Critical Reading – Get Your Legal House in Order!

Legal Documents

This may be the most important blog you read in this series.  For your parents, for yourselves, for anyone within your circle of care – you must get legal paperwork in order.

It is important to do so when a loved one can make and understand these decisions – they must be “of a sound mind“.   I can say now, we just squeaked by on that sound mind business with my Dad.

If you don’t have Power of Attorney,  you just may find yourself in court appealing for guardianship over your loved one, or conservatorshiop over their property.

Family Dynamics

You may need a family meeting to determine who will be the executor, who will have financial responsibility, and who will make medical decisions.

My sisters were happy to have me as primary in all those areas.  I was the “administrative” sister, after all.  This was not like winning a popularity contest.  It is alot of work and decision-making.

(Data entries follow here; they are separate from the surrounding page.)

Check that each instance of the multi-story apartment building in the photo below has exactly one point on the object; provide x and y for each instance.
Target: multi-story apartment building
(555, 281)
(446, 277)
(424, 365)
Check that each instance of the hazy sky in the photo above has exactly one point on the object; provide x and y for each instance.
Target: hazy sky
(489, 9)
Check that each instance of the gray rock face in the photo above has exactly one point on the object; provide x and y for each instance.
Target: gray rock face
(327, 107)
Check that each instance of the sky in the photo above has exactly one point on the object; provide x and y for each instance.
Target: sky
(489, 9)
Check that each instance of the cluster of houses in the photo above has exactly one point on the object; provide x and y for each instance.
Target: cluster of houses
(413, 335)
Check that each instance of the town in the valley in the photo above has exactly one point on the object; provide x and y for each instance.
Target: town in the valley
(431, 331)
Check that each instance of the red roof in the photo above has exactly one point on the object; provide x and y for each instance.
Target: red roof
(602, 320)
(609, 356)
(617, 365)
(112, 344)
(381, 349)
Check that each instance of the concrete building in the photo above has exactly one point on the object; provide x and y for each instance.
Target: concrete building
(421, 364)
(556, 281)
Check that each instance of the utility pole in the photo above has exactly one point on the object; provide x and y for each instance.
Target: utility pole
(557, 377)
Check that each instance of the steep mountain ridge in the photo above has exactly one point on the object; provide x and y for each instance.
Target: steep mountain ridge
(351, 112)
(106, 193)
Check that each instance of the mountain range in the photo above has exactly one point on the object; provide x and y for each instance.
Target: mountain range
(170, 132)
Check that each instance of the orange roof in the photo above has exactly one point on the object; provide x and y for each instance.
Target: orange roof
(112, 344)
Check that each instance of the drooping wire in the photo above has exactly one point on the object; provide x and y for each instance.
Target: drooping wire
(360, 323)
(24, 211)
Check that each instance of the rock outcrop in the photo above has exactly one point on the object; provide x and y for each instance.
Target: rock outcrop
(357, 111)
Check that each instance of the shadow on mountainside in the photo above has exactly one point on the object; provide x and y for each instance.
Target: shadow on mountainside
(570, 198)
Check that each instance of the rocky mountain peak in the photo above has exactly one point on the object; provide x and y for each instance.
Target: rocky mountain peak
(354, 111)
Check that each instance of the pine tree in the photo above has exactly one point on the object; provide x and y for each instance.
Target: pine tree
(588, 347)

I was careful to run all major decisions by my sisters, and always offered to let them review the financial paperwork.  Patty was secondary on all documents.

Tools and Resources

There are on-line tools you can access full of information and advice.  You can even complete your wills and other documents from tools provided on the internet.  Or you can play it safe and consult an attorney, as they know the laws in your state and can help analyze your particular situation.  This is especially important if your circumestance is complex; for example for a large estate, property in different states, divorce or remarriage, of if a disabled adult is involved.   It may be the best money you’ve every spent.


AARP has great resources for members and nonmembers – Checklist

The American Bar Association has a kit for legal planning:  Toolkit

Your county, local VA office, or senior citizen advocacy groups may be available to recommend legal resources.

A Living Trust

One more word of advice – you may want to explore a living trust with your attorney.  This is a legal document that can protect assets so you can provide for their care, or a surviving spouse.  It can keep property out of probate court.  You may wish to set one up for your own family, well before you reach the elderly stage.


This blog is not legal advice and is no replacement for professional guidance.